Com base no apresentado é importante reconhecer que o número de estudos e o trabalho efetuado na área da prevenção do abuso sexual tem vindo a crescer, refletindo a sua importância mas, ao mesmo tempo, continuam a existir poucos recursos, sendo escassos os estudos com medidas rigorosas que testam adequadamente a sua eficácia (DeGue et al., 2014).
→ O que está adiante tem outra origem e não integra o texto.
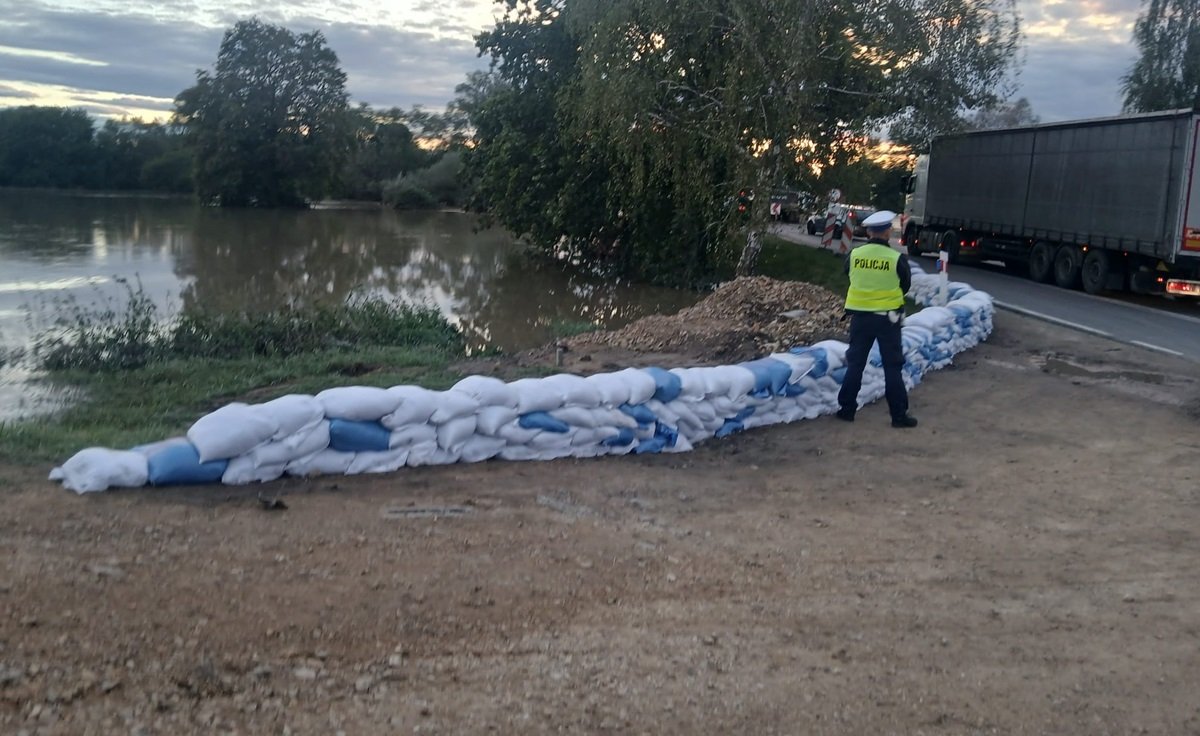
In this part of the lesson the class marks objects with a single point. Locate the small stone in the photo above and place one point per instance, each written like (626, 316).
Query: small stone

Assim, DeGue e colaboradores (2014) propõem que, para uma intervenção apropriada, o programa construído deve ter em conta nove características: (1) ser compreensivo

(compreender os fatores de risco e proteção associados à situação de abuso); (2) ser adequado no tempo (o acesso a estes programas deve acontecer antes das crianças serem vítimas de uma situação abusiva, devendo iniciar-se o mais precocemente possível); (3) utilizar diferentes metodologias (sendo mais eficaz o uso de atividades interativas, que envolvam ativamente a criança e o treino de competências); (4) a intervenção deve ser suficiente (o número de horas de intervenção deve ser adequado para influenciar o comportamento dos participantes); (5) administrada por pessoas bem treinadas (que implementem o programa de forma estável, que estejam comprometidos, competentes e se relacionem adequadamente com os participantes); (6) deve providenciar relações positivas (promovendo uma boa relação entre os sujeitos e os seus pais, pares e outros adultos); (7) ser relevante ao nível social e cultural (sendo sensível à cultura, crenças e normas da comunidade, abrangendo o máximo de pessoas possível, tendo em conta as especificidades das minorias); (8) baseada na teoria (tendo por base modelos teóricos), e (9) incluir uma avaliação de resultados.